Doing the deal, swapping the title, and handing over a few last things, including the keys, the van was ours! One last thing the now previous owner mentioned was that the van’s name was Kodiak. With a namesake that tied back to her husband's Native American tribe, Kiowa. To us it sounded like a perfect title and we said we'd be happy to to keep it alive!
Back in Portland, the first order of business was to get this thing cleaned up. The fiberglass pop top needed quite a bit of cleaning. Starting with a light pressure washing with the help of a friend we took care of a good portion of grime. There still was a lot we’d have to address and clean more thoroughly but this was a strong start.
Beyond that, the top as I mentioned was the dirtiest. One weekend, the weather in Portland broke and it was nice enough that I knew we’d be able to get some work done on cleaning without the threat of rain. So one Saturday morning, with an early morning wake up, we set off getting the top off and into the backyard through a complex system of moving blankets, ladders, and determination. Landing it on the ground, the first goal was to get the black mold off the underside. I cut off the old tent and we sprayed a diluted concentration of bleach and water on the inside to start attacking that mold. No easy, task, Paige went after it while I prepped and cleaned the luggage rack from the front-top.
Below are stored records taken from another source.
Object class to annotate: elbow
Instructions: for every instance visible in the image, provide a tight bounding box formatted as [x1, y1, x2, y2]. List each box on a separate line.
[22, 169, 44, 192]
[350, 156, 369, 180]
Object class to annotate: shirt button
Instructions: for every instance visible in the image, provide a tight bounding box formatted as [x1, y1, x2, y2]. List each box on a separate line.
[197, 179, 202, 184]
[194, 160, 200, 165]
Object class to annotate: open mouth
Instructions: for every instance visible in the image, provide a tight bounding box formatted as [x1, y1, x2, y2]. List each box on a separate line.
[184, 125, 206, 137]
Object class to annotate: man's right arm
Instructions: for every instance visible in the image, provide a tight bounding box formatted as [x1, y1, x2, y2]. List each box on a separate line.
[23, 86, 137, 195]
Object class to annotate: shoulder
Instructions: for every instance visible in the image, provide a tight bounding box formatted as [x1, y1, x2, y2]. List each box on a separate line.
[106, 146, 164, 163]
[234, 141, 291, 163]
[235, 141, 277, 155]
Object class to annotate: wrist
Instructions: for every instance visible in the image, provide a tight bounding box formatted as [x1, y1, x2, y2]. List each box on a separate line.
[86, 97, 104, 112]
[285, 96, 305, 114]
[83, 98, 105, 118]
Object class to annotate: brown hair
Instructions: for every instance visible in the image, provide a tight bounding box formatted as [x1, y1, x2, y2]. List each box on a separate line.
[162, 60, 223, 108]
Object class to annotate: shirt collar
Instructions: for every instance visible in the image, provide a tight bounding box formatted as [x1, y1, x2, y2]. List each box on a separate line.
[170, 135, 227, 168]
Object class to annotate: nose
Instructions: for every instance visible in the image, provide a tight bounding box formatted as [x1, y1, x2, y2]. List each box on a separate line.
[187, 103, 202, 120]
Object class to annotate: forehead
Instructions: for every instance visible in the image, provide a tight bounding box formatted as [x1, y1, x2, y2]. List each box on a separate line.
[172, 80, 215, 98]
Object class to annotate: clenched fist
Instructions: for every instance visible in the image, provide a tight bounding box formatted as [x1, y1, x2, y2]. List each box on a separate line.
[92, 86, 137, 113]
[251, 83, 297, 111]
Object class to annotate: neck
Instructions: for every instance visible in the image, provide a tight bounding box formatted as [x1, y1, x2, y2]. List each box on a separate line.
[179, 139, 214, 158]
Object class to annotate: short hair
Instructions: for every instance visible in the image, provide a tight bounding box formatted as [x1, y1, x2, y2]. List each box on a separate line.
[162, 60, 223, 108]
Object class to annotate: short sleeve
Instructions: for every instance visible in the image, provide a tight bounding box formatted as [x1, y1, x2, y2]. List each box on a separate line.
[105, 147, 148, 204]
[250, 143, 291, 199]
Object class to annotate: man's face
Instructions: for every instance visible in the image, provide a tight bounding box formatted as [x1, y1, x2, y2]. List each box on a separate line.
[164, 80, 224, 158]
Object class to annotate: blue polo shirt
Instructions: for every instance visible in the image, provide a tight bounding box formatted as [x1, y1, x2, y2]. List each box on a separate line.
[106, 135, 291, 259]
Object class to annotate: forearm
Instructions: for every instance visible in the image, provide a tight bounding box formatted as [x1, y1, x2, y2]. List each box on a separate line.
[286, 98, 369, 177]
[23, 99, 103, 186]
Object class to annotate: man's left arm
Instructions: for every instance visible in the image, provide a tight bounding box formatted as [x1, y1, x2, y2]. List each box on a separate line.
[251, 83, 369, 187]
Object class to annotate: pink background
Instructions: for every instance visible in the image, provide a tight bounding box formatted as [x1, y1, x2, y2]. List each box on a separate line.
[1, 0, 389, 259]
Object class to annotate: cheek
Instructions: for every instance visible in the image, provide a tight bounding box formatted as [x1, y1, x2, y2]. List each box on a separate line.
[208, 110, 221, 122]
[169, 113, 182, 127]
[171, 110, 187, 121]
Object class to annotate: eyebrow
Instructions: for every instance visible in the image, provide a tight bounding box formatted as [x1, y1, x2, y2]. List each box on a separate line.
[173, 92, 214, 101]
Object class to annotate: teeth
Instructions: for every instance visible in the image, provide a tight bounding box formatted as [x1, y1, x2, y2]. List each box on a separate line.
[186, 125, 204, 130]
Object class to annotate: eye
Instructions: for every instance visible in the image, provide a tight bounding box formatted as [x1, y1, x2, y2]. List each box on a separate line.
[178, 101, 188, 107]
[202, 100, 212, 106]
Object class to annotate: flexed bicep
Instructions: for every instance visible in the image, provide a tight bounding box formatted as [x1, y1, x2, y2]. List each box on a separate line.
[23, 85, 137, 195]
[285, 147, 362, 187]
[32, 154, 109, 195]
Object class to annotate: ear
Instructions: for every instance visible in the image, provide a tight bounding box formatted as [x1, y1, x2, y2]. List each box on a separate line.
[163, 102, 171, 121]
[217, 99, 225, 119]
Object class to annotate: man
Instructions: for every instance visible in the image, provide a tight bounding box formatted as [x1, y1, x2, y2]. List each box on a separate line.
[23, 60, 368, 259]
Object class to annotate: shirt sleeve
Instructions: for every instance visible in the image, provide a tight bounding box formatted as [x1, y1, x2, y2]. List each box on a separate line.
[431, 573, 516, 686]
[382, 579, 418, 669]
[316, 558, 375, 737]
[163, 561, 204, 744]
Finally seeing results with some of the mold fading away, we were starting to see this thing come back to life. After a good while of spraying and scrubbing and then washing all that bleach out phase 2 was to begin. Scrubbing the top and prepping for a new coat of marine-grade white topside paint. This would bond well with the fiberglass and was the preferred method based on the hours of reading I had accumulated reading the the endless message boards of theSamba.com (a website community of van owners and Volkswagen obsessed folk from all over the word -- it’s been a lifesaver already). Rolling it on, I think I managed to go through a pint of paint and it was just enough to cover it a few times and give me a couple hours to recover and let it dry before putting the top back on, and we did! A very long day, but that just seems to be the nature of doing business with these campervans.
The next cosmetic thing I had to address was redoing a few favorite original decals. Forever mesmerized by that classic Westfalia logotype on the camper top in the rear and the front, this was definitely a branding priority and a simple fun thing to do. Kodiak was missing both, no sign at all of the front one and the rear decal long gone, but still a slight remnant of its existence. I love these logos, so once the top was clean, painted, and back on, getting these applied was a top order of business. Measuring and eyeballing it and again reading the Samba, I found the appropriate, factory placement of these and put em on. Stepping back it definitely was a statement sticker and I was happy to see it back on where it belonged. A few other diecut additions here and there, some branding and definitely a few CMSCo. stickers, the exterior was starting to look Portland-proper.
Mostly cosmetic, the next issues would be further into the heart of the beast and for that I trusted my good friend Ransom of Crooked Finger Designs down in Bend, Oregon. So in a few weeks, we’d saddle up and take the van on our first long drive since we brought it home.